Initially showcased during the Meta Connect event in September, Emu's technology provides a foundation for many dynamic generative AI experiences across Meta's social media platforms. For example, it enhances image editing tools on Instagram, allowing users to seamlessly change a photo's visual style or its background. Emu is integrated into Meta AI, a new user-assistant platform that operates similarly to OpenAI’s ChatGPT.
The new Emu Video model stands out for its dual capability to produce videos based on natural language text, images, or a combination of both. Unlike previous models such as Make-a-Video, which relied on five diffusion models, Emu Video operates using a more streamlined approach employing just two. The process unfolds in two main steps: first, it generates an image based on the text prompt, and then it creates a video guided by both the text and image prompts. This simplified methodology enables more efficient training of video generation models. In user studies, Emu Video outperformed Make-a-Video, with 96% of participants preferring the quality and 85% agreeing that it adhered more closely to their text prompts. Additionally, Emu Video can bring to life images uploaded by users, animating them according to specific text prompts.

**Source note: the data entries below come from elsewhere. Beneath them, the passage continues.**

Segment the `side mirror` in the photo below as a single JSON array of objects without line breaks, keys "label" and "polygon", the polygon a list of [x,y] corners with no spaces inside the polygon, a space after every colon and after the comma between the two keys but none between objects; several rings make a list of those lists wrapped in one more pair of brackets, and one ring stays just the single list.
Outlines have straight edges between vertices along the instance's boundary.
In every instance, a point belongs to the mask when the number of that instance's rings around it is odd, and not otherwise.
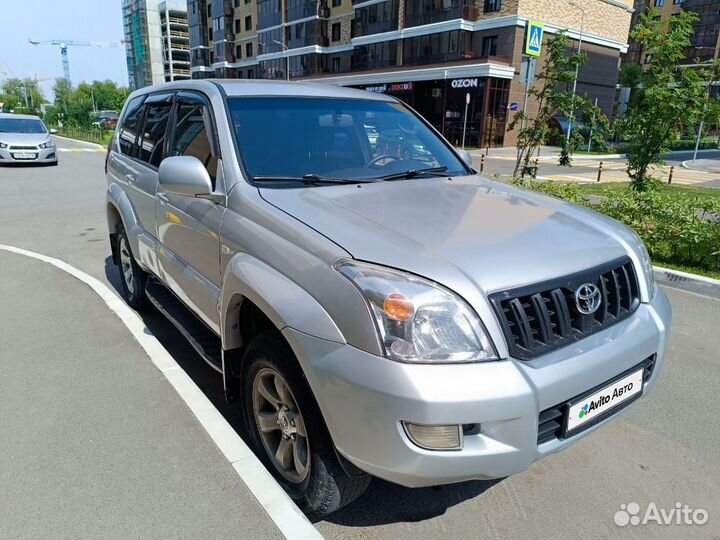
[{"label": "side mirror", "polygon": [[212,193],[210,175],[202,162],[192,156],[173,156],[160,162],[158,179],[168,193],[197,197]]},{"label": "side mirror", "polygon": [[455,151],[460,154],[460,159],[462,159],[469,167],[473,166],[472,156],[470,155],[470,152],[464,150],[463,148],[455,148]]},{"label": "side mirror", "polygon": [[50,135],[55,135],[58,132],[55,128],[50,128]]}]

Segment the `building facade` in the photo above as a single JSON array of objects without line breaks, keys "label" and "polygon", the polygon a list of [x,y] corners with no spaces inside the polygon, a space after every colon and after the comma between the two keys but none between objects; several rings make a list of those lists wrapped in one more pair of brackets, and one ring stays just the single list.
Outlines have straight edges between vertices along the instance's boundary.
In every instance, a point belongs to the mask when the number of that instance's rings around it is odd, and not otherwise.
[{"label": "building facade", "polygon": [[[685,63],[694,64],[718,58],[720,52],[720,2],[718,0],[636,0],[633,26],[640,14],[657,9],[660,20],[666,21],[681,10],[696,13],[700,20],[695,24],[692,45],[685,51]],[[652,51],[643,51],[638,43],[631,42],[626,63],[644,65],[650,63]]]},{"label": "building facade", "polygon": [[[508,146],[529,20],[582,35],[578,93],[610,114],[632,0],[188,0],[194,78],[326,82],[394,95],[451,142]],[[546,37],[547,39],[547,37]],[[542,58],[538,70],[542,69]],[[534,104],[528,106],[533,114]]]},{"label": "building facade", "polygon": [[190,78],[190,31],[187,4],[160,3],[163,77],[166,81]]},{"label": "building facade", "polygon": [[131,89],[190,77],[187,7],[182,0],[122,0],[122,15]]}]

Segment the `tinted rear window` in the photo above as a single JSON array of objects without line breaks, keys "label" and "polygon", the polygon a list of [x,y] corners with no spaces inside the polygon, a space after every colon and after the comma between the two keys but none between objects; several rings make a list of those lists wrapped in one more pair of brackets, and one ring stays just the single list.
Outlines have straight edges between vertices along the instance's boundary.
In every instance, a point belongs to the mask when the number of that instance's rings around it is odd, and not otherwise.
[{"label": "tinted rear window", "polygon": [[0,118],[0,133],[47,133],[47,130],[35,118]]}]

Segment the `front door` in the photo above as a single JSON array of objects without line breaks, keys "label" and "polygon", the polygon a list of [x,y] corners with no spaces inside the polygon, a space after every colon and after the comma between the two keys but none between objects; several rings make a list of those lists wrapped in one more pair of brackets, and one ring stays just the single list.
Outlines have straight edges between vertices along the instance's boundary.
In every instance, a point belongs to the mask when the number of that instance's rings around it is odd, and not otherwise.
[{"label": "front door", "polygon": [[[209,102],[200,94],[176,96],[167,156],[193,156],[207,168],[217,192],[221,163]],[[172,291],[219,330],[220,221],[225,207],[158,188],[156,220],[161,277]]]}]

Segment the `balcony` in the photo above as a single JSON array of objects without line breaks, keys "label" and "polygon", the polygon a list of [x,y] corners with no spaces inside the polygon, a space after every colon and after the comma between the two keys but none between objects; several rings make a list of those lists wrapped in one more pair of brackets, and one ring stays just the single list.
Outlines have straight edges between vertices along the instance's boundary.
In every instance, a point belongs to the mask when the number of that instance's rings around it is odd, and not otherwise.
[{"label": "balcony", "polygon": [[423,26],[453,19],[465,19],[477,21],[480,18],[480,10],[475,6],[451,6],[446,9],[433,9],[423,13],[416,13],[405,16],[405,27]]},{"label": "balcony", "polygon": [[288,40],[289,49],[299,49],[300,47],[312,47],[318,45],[320,47],[328,47],[330,41],[327,36],[308,35],[301,38],[293,38]]},{"label": "balcony", "polygon": [[287,21],[298,21],[300,19],[307,19],[308,17],[315,17],[318,14],[318,2],[317,0],[306,0],[302,3],[288,6],[287,8]]}]

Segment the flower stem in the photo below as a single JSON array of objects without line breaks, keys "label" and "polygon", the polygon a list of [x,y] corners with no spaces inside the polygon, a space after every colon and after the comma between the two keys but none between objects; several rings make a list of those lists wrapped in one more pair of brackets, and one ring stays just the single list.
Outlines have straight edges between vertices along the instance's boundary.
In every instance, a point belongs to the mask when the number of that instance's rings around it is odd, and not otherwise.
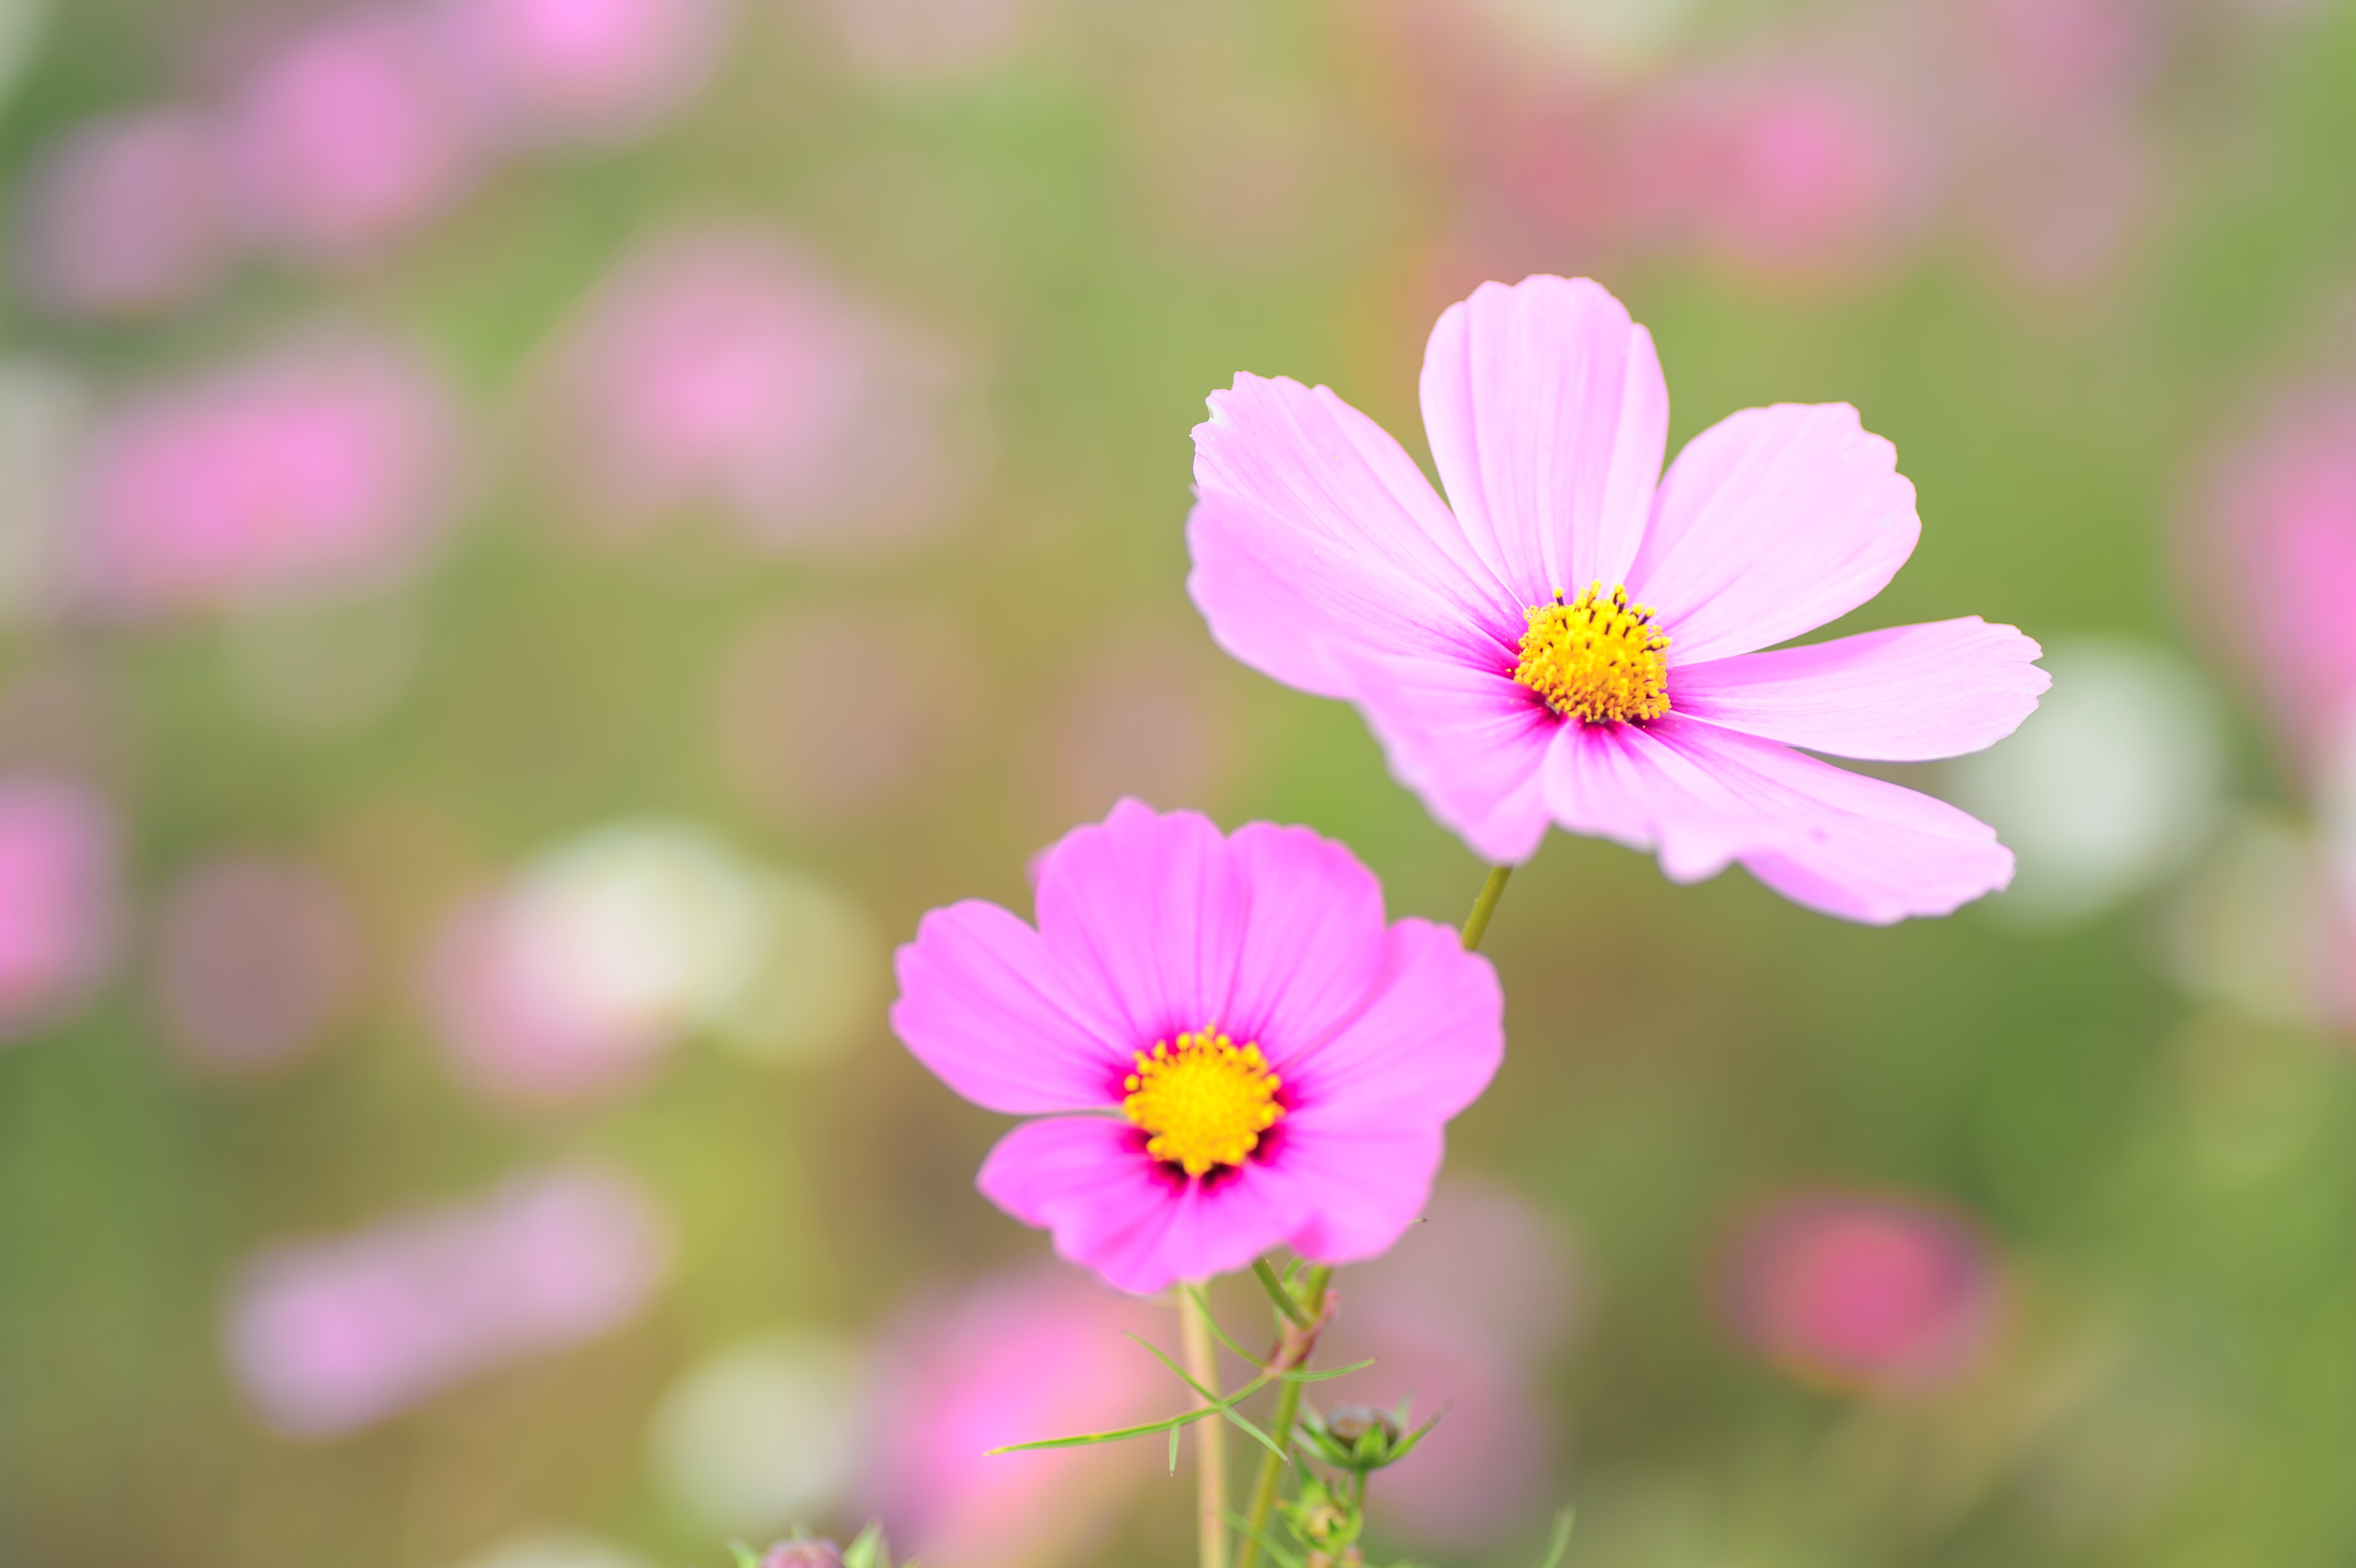
[{"label": "flower stem", "polygon": [[[1309,1271],[1309,1283],[1300,1297],[1301,1315],[1297,1321],[1315,1323],[1325,1316],[1325,1285],[1333,1279],[1333,1271],[1323,1264]],[[1284,1287],[1279,1286],[1282,1289]],[[1287,1371],[1299,1371],[1288,1368]],[[1301,1385],[1287,1379],[1277,1391],[1276,1420],[1269,1435],[1276,1445],[1290,1452],[1292,1447],[1292,1424],[1301,1417]],[[1277,1483],[1283,1479],[1285,1462],[1273,1454],[1259,1456],[1259,1478],[1252,1485],[1251,1529],[1244,1532],[1243,1544],[1236,1548],[1236,1568],[1252,1568],[1259,1556],[1259,1538],[1268,1533],[1268,1516],[1276,1511]]]},{"label": "flower stem", "polygon": [[[1205,1388],[1215,1389],[1219,1386],[1219,1351],[1211,1342],[1211,1319],[1204,1300],[1198,1291],[1178,1293],[1179,1338],[1185,1346],[1188,1373]],[[1194,1521],[1196,1561],[1200,1568],[1227,1568],[1226,1422],[1214,1417],[1194,1424],[1194,1472],[1195,1509],[1199,1516]]]},{"label": "flower stem", "polygon": [[1511,866],[1492,866],[1489,880],[1481,884],[1481,896],[1472,901],[1472,912],[1464,917],[1464,951],[1471,953],[1481,945],[1481,938],[1489,932],[1489,917],[1497,912],[1497,899],[1505,891],[1505,879],[1514,874]]}]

Another exciting update is the introduction of Emu Edit, which enhances the editing capabilities of images using natural language instructions. Users can upload an image and specify the adjustments they wish to see. For instance, they can request the removal of an element, like a poodle, and replace it with a different object, such as a red bench—simply by typing their request. While there are existing AI-driven image alteration tools, such as Stable Diffusion-powered ClipDrop and image editing features on Runway, Meta’s researchers noted that existing methods often result in over-modification or under-performance in editing tasks.
In a blog post, Meta emphasized that the goal should not only be to create a "believable" image but to focus on accurately modifying only the pixels pertinent to the user's specific request. The team discovered that integrating computer vision tasks as instructions for image generation models delivers unparalleled control in the editing process.
To develop Emu Edit, Meta utilized a comprehensive dataset of 10 million synthesized images, each comprising an input image, a detailed task description, and the targeted output image. This allows the model to adhere closely to user instructions while maintaining the integrity of unrelated elements in the original image.
For those interested in exploring Emu Edit’s capabilities, they can view the generated images on Hugging Face. Additionally, Meta has introduced the Emu Edit Test Set, a new benchmark designed to facilitate further testing of image editing models. This set includes seven different image editing tasks, such as background alterations and object removals, paving the way for advancements in precise image editing technologies.